A modelo Kate Moss declarou ao hebdomadário inglês The Independent que a carreira de modelo danifica o cérebro; logo após, fez uma conveniente correção dizendo que a profissão dá dinheiro, o que tecnicamente compensa a lesão no órgão. Entre o dinheiro, que também é um bicho santo, e a saúde cerebral, eu nem titubeio: vou direto para o pote que, se estiver sempre cheio, não deixa a gente padecer de moléstia alguma, exceto a doença da morte, transtorno interino, posto que o dinheiro ainda não foi elevado à condição de deus (pelo menos por mim), é apenas um santo. Quando ele, dinheiro, for alçado à divindade suprema, eis extirpada toda a morte.


Não é só a carreira que as modelos nasalmente seguem que perfura o tecido cerebral; muito mais coisas magoam este misterioso e compacto conjunto neural que rivaliza em complexidade e sedução com o Universo, sobretudo quando o tentamos compreender.


Algumas pessoas já detectaram que eu cativo um ódio demoníaco pela profissão de modelo --- acho-a torpe, irritante e desnecessária. Ao primeiro capitalista que me disser que ela gera riqueza para a “indústria da moda”, logo direi que a das armas e das drogas também faz mover as economias e os necroscopistas, e, no entanto, não deixa de ser detestável, pelo menos do ponto de vista prático e para parte da população que se julga sadia (etnia em que obviamente não me incluo).


Pouca via, já ensaio enfiar a Srta. Moss no meu seleto panteão de heróis, tal é a fineza de sua declaração, brandura que só encontra símile na aristocracia ignara do mundo ou entre poetas, de preferência os maus, que só tem uma virtude, a de permanecer calados.

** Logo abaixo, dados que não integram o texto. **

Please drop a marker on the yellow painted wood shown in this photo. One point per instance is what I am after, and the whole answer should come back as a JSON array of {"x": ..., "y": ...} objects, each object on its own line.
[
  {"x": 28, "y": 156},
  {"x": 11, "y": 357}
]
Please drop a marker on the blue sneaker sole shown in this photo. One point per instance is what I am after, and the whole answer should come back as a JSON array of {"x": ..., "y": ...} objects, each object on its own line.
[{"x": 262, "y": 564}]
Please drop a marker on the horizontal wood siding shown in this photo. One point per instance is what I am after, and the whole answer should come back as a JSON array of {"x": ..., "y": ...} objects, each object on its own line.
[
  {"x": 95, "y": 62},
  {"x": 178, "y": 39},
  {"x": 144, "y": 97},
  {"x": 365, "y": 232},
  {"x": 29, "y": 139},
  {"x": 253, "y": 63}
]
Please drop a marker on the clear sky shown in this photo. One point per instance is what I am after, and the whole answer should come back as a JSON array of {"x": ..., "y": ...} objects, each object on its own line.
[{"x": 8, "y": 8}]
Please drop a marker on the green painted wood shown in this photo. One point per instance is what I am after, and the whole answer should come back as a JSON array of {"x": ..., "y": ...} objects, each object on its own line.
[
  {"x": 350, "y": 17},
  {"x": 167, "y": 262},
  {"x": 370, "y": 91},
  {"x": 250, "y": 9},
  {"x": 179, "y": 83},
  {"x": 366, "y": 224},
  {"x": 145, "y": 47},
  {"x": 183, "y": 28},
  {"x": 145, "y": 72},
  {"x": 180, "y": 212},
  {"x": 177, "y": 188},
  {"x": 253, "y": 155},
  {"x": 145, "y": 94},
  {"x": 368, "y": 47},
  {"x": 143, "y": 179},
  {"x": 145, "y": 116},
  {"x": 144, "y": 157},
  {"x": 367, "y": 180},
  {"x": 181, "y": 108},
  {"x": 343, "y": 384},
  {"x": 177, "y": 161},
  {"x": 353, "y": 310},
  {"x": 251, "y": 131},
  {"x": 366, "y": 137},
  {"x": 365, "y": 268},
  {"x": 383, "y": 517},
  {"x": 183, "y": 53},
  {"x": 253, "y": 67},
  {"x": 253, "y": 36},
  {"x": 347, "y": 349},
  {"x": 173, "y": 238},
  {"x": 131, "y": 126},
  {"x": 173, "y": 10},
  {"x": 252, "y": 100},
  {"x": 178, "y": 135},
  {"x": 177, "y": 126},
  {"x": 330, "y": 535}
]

Adicionarei as rotineiras preocupações que tenho com o preço do barril de petróleo tipo brant com a carreira (profissional) de Miss Moss; quererei saber tudinho sobre a moça, do decote à preferência gastronômica; imediatamente torço para que ela não seja filiada a nenhuma religião exótica (cientologia pode), porque, caso seja, lá estarei de novena em punho, bradando qual pregador a nova fé, ainda que nesta hipotética doutrina não careça de crer em nada, possibilidade que me fará um sacerdote sem credo, mas com ações na bolsa.


Garanto que, se quase todos os profissionais falassem com igual franqueza e rigor sobre seu ofício, desapegando-se dessas noções primitivas de corporativismo, podíamos pensar em proclamar uma nova era de prosperidade. Eu, adepto incontornável dessa nova fé, o mossianismo, poderei no futuro dizer que não fui salvo da ira da falta de sentido do mundo por nenhum filósofo pré ou pós socrático; uma simples modelo fez reagir meus neurônios como nenhum compêndio erudito seria capaz de fazer. Obrigado, Kate Moss. Mandarei esculpir uma estátua de xilocaína em sua memória, assim que encontrar alguém que aceite sem restrições sua nova profissão de fé.